Advertise

KABAR RASIKA

Bupati Pekalongan Fadia : Penuntasan Kemiskinan Ekstrem Dengan Cara Kerjasama Seluruh Pihak

Bupati Pekalongan Fadia : Penuntasan Kemiskinan Ekstrem Dengan Cara Kerjasama Seluruh Pihak

Bupati Pekalongan Fadia : Penuntasan Kemiskinan Ekstrem Dengan Cara Kerjasama Seluruh Pihak

KAJEN – Bupati Pekalongan Fadia Arafiq meminta seluruh pihak untuk bekerja sama menuntaskan kemiskinan ekstrem.

“Bappeda Litbang Kabupaten selaku Koordinator Tim Penuntasan Pemiskinan (TKPK) Kabupaten Pekalongan, para camat, para lurah, serta para mitra yang bekerjasama dengan Pemkab)
Pekalongan saya minta agar bersinergi dan konsisten melakukan upaya dalam mendukung penuntasan kemiskinan di Kabupaten Pekalongan,” tutur Bupati dalam Rapat Koordinasi Penanggulangan Kemiskinan Ekstrem di Kabupaten Pekalongan Tahun 2022 di Aula Lantai 1 Setda, Selasa (19/07).

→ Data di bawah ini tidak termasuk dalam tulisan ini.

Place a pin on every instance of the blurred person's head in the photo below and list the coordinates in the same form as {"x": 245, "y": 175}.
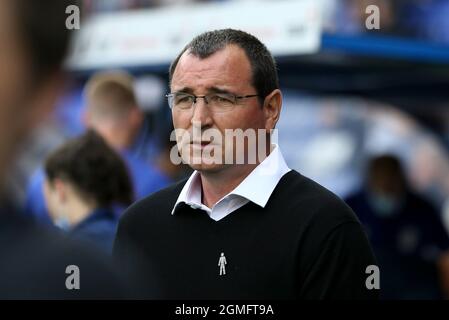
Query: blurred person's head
{"x": 83, "y": 174}
{"x": 235, "y": 69}
{"x": 386, "y": 183}
{"x": 33, "y": 44}
{"x": 112, "y": 108}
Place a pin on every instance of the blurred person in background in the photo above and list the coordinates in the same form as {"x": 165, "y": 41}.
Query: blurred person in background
{"x": 85, "y": 178}
{"x": 34, "y": 261}
{"x": 113, "y": 112}
{"x": 406, "y": 233}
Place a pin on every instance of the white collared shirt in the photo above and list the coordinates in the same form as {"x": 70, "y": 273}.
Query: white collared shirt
{"x": 257, "y": 187}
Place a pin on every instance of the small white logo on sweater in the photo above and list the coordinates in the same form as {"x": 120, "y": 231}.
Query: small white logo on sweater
{"x": 222, "y": 264}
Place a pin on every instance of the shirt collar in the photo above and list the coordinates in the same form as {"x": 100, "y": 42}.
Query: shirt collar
{"x": 257, "y": 187}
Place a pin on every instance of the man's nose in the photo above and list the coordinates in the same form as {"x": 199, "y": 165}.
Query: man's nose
{"x": 201, "y": 113}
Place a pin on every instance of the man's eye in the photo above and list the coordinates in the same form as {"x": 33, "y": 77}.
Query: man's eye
{"x": 183, "y": 99}
{"x": 222, "y": 99}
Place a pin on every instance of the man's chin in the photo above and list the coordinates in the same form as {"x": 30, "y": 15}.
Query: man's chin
{"x": 206, "y": 166}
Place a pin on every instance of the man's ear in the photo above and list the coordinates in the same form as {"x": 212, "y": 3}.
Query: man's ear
{"x": 272, "y": 109}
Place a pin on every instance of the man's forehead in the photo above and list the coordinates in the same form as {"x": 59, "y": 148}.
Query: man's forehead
{"x": 227, "y": 65}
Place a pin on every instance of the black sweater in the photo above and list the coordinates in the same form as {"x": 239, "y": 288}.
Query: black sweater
{"x": 306, "y": 243}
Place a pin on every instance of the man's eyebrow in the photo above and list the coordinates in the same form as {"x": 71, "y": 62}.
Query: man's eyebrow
{"x": 210, "y": 90}
{"x": 218, "y": 90}
{"x": 185, "y": 90}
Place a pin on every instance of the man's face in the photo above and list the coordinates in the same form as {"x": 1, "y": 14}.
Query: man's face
{"x": 227, "y": 70}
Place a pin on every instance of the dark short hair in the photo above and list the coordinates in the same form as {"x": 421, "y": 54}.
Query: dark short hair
{"x": 93, "y": 168}
{"x": 42, "y": 28}
{"x": 264, "y": 72}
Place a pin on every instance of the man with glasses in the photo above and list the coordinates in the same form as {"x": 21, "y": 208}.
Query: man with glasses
{"x": 283, "y": 236}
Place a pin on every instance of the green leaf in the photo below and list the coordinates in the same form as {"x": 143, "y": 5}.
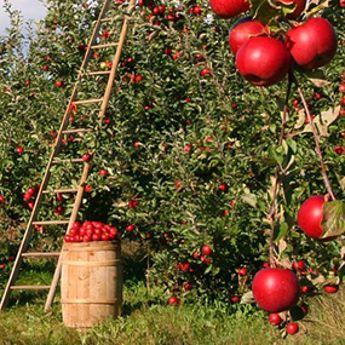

Fadia mengatakan, kemiskinan ekstrem di Kabupaten Pekalongan perlu mendapatkan perhatian serta ditanggapi secara cepat dan serius agar Pemerintah Kabupaten Pekalongan dapat mencapai target penuntasan kemiskinan sebesar 0 persen pada tahun 2024 sesuai dengan target Pemerintah Pusat.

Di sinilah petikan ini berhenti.